TEAM QUOTES ON THE MALAYSIAN GRAND PRIX
"After the first race in Australia, I went directly to Malaysia to prepare physically for the tough weather conditions. I have trained a lot outdoors, about four hours a day, especially doing some cardio work. I have also been around the track and the first things I have noticed are that it is not very clean and it is very wide. However, I think it will suit my style of driving."
"I am a little bit worried about the very hot conditions here in Malaysia, as it is very humid. Physically, it will be very challenging but I will push hard for it, as I did in Australia and hopefully finish the race again."

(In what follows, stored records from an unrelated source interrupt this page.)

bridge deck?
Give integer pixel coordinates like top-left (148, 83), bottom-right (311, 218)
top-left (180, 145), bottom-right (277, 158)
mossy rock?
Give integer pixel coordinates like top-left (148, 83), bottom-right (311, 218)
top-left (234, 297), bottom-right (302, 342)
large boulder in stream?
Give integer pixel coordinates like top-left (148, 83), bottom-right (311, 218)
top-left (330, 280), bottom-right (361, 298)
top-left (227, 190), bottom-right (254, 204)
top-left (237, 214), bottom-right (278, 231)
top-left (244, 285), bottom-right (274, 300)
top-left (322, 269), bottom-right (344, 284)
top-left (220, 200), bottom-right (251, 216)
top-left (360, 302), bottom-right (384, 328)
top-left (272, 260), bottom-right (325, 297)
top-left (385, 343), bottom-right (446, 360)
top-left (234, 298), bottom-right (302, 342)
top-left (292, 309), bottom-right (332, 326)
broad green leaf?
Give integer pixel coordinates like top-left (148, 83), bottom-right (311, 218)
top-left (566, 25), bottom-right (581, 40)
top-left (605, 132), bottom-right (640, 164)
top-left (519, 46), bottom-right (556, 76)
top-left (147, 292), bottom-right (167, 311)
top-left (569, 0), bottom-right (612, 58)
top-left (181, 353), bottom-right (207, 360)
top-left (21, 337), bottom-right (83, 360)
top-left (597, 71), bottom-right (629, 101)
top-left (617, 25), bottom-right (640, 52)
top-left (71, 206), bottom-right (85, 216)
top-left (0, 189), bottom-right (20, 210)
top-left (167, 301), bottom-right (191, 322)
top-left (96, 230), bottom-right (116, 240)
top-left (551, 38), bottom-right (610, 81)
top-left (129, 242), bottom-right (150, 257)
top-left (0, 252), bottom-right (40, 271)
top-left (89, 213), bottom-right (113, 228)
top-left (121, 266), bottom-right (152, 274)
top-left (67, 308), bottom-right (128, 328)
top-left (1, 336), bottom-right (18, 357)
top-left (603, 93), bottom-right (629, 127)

"I stayed in Australia between the two races to relax and recover from my cold. Nevertheless, I have also gone through a fitness programme that my trainer had prepared for me. Malaysia will be another unknown track for me."
"My goal here is to learn the circuit as fast as I can and obviously try to finish the race. The track is quite different from Melbourne, there are many high-speed corners and the hot temperature and the humidity will probably make it the toughest race of the year. However, I am really looking forward to the challenge."
Paul Monaghan, Chief Race Engineer:
"Sepang International Circuit is a very demanding one: the hot track temperature creates unique conditions for the drivers, tyres and engine. A good car balance is required for the track's flowing nature, which then eases the braking requirements."
"At present, we are facing challenges with two new drivers, tyres and engine regulations, but we are building on the lessons learnt at the Australian Grand Prix and seeking to get the most from everything here this weekend."